Evidence for early supply independent mitochondrial dysfunction in patients developing multiple organ failure after trauma

Abstract

Objective: To determine whether early supply independent mitochondrial oxidative dysfunction occurs in trauma patients who develop multiple organ failure (MOF).

Design: Prospective focused observational trial.

Methods: High-risk patients were aggressively resuscitated while being continuously monitored by near infrared spectroscopy. Near infrared spectroscopy monitoring strips allow for a direct comparison of changes in tissue oxyhemoglobin levels (HbO2), which reflect local oxygen supply, and cytochrome a,a3 redox, which reflects mitochondrial oxygen consumption. Under normal conditions, HbO2 and a,a3 redox are tightly coupled. On the other hand, decoupled HbO2 and a,a3 redox is a sign of mitochondrial oxidative dysfunction. Outcomes included MOF, oxygen delivery, oxygen consumption, lactate, and the presence of decoupled HbO2 and a,a3 redox.

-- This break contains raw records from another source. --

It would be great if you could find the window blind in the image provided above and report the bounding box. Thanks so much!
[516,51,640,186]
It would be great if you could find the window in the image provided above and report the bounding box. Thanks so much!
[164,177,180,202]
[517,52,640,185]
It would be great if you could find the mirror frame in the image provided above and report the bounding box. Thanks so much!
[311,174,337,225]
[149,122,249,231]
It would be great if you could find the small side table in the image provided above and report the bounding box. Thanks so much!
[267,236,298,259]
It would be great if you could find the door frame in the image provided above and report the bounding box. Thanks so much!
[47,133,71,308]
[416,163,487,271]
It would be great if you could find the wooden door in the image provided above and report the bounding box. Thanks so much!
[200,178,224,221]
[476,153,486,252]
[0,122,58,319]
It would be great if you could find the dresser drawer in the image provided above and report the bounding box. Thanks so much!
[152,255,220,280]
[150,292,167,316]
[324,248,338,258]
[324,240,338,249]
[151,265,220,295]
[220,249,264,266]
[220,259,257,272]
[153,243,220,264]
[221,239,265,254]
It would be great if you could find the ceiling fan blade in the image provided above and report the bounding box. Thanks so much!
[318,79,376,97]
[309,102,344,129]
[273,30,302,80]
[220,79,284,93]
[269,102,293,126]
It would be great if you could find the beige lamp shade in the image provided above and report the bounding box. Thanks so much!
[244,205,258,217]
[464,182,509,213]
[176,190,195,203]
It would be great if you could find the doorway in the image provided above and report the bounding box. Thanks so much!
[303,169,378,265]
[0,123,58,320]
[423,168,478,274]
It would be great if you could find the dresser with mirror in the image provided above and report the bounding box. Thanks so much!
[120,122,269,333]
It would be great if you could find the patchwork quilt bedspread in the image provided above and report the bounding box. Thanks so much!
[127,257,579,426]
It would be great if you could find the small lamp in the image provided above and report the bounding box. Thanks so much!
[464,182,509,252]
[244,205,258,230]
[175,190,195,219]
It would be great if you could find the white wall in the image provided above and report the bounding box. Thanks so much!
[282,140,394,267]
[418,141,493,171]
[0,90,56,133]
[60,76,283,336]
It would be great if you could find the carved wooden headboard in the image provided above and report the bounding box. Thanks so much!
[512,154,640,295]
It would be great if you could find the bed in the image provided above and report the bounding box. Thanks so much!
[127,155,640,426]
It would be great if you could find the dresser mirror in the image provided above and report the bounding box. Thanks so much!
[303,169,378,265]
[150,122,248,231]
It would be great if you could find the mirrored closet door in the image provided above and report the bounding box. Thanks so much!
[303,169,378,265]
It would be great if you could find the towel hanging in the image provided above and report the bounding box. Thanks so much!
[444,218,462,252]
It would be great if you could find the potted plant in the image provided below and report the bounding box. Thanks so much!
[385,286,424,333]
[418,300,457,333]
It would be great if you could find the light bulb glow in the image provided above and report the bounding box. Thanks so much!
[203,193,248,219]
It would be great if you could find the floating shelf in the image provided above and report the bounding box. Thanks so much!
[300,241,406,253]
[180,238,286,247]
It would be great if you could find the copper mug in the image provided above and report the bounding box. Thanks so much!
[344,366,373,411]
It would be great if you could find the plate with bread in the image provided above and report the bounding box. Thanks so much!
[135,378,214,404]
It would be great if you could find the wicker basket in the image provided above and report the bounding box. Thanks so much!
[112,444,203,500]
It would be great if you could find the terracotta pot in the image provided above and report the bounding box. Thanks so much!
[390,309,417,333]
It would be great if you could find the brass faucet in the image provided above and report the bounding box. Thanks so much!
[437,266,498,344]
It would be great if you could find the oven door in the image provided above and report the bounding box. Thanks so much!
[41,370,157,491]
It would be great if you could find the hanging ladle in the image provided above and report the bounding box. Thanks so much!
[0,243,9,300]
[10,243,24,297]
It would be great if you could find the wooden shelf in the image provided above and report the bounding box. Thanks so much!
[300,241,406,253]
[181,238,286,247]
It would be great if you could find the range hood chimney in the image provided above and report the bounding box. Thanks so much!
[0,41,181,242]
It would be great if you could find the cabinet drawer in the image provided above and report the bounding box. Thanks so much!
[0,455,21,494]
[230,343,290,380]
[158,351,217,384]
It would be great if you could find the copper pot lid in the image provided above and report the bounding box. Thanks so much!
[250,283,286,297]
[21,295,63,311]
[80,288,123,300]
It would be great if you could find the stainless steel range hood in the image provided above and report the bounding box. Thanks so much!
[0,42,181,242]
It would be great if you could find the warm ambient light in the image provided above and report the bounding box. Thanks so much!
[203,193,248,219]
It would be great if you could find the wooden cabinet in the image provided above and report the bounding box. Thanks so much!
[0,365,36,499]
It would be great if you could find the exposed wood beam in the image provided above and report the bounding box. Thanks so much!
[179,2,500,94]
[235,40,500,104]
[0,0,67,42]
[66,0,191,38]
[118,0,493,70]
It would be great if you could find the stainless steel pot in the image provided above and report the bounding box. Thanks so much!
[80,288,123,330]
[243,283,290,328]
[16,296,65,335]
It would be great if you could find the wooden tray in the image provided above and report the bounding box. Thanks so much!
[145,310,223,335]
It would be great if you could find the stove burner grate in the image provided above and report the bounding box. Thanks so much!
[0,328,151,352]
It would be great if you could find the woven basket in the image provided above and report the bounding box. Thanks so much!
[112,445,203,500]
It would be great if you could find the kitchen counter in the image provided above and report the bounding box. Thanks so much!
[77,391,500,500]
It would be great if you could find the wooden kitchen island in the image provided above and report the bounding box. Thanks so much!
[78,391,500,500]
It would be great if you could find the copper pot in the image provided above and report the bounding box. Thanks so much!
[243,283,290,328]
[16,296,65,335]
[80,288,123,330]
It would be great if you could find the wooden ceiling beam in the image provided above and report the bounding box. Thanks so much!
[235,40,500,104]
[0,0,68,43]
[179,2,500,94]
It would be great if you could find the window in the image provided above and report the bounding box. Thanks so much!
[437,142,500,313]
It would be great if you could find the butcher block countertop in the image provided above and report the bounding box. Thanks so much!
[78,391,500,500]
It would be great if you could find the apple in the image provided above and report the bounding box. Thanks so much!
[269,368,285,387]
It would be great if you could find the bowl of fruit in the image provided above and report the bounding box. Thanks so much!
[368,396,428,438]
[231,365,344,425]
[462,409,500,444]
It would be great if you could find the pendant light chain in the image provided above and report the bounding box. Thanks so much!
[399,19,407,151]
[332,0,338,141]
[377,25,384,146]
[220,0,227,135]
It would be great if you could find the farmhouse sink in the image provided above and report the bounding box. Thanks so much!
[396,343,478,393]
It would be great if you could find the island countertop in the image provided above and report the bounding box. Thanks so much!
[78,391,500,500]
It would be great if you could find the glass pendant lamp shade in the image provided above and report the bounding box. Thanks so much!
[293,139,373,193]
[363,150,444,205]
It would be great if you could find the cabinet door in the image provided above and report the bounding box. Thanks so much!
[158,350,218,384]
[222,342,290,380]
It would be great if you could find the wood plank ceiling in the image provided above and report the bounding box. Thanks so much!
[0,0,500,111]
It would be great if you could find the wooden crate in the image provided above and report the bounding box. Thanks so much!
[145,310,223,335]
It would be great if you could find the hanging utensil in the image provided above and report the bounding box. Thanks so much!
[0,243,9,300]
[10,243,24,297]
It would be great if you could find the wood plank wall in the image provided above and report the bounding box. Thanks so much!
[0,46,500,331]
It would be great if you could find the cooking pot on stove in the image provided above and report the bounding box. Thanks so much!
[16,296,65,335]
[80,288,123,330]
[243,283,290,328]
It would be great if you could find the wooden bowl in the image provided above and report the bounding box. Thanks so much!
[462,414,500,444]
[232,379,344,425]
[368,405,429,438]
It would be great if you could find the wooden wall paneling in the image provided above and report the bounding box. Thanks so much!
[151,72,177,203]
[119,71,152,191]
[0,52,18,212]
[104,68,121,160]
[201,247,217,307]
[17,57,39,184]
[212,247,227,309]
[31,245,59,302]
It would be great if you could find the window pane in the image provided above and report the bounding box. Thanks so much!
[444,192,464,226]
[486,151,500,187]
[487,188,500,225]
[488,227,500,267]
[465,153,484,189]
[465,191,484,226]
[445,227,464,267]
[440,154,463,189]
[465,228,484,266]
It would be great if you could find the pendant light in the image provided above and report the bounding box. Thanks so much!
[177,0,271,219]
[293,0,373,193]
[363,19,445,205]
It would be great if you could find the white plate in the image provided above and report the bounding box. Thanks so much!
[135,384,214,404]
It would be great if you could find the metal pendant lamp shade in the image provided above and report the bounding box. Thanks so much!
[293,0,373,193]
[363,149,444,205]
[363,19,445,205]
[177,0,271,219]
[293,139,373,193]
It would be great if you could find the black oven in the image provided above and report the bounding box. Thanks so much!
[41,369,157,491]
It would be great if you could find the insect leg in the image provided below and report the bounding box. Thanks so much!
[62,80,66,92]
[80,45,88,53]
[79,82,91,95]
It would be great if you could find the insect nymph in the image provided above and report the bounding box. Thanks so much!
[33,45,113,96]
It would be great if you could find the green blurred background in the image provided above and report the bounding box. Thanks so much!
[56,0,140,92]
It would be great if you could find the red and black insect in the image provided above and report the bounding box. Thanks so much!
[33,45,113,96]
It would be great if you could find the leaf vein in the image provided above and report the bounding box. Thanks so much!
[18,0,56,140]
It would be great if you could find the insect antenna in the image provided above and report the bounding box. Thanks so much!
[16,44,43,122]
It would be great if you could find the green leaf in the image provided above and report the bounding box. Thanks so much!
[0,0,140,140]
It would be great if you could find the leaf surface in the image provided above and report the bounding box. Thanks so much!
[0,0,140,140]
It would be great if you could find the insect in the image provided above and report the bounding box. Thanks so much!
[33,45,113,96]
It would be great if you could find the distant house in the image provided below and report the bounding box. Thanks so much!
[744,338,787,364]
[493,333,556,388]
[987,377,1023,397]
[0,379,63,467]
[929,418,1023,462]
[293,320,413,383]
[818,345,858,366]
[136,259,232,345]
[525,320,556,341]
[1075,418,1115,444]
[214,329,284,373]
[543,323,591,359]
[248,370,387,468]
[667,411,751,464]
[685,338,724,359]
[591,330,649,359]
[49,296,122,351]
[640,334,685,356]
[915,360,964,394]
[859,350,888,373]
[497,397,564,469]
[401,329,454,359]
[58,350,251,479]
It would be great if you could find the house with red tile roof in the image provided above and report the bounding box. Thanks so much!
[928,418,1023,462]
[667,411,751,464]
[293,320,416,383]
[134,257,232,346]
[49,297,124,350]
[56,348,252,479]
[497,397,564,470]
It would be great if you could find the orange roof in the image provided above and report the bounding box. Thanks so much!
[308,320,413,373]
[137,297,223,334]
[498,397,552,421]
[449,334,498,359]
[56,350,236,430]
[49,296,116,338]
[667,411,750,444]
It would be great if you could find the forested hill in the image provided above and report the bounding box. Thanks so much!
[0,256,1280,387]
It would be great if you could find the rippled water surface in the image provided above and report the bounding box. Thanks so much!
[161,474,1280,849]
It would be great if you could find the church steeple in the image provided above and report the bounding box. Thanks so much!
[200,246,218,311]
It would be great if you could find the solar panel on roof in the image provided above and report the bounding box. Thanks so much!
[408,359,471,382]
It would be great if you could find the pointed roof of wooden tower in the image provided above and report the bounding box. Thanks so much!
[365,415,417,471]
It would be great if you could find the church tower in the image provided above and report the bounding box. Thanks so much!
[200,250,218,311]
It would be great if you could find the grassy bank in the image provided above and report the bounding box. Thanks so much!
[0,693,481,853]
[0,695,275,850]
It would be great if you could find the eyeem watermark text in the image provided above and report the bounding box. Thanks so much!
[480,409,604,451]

Results: Twenty-four high-risk patients were studied; nine (38%) developed MOF. At 12 hours of resuscitation, MOF and non-MOF patients did not have statistically different oxygen delivery and oxygen consumption, but lactate levels were significantly higher in MOF patients. Additionally, HBO2 and a,a3 redox were decoupled in eight (89%) MOF patients compared with two (13%) non-MOF patients (p < 0.05).

Conclusion: Severely injured trauma patients who develop MOF preferentially display evidence of mitochondrial oxidative dysfunction early in the course of their resuscitation despite early goal-oriented maximization of oxygen delivery.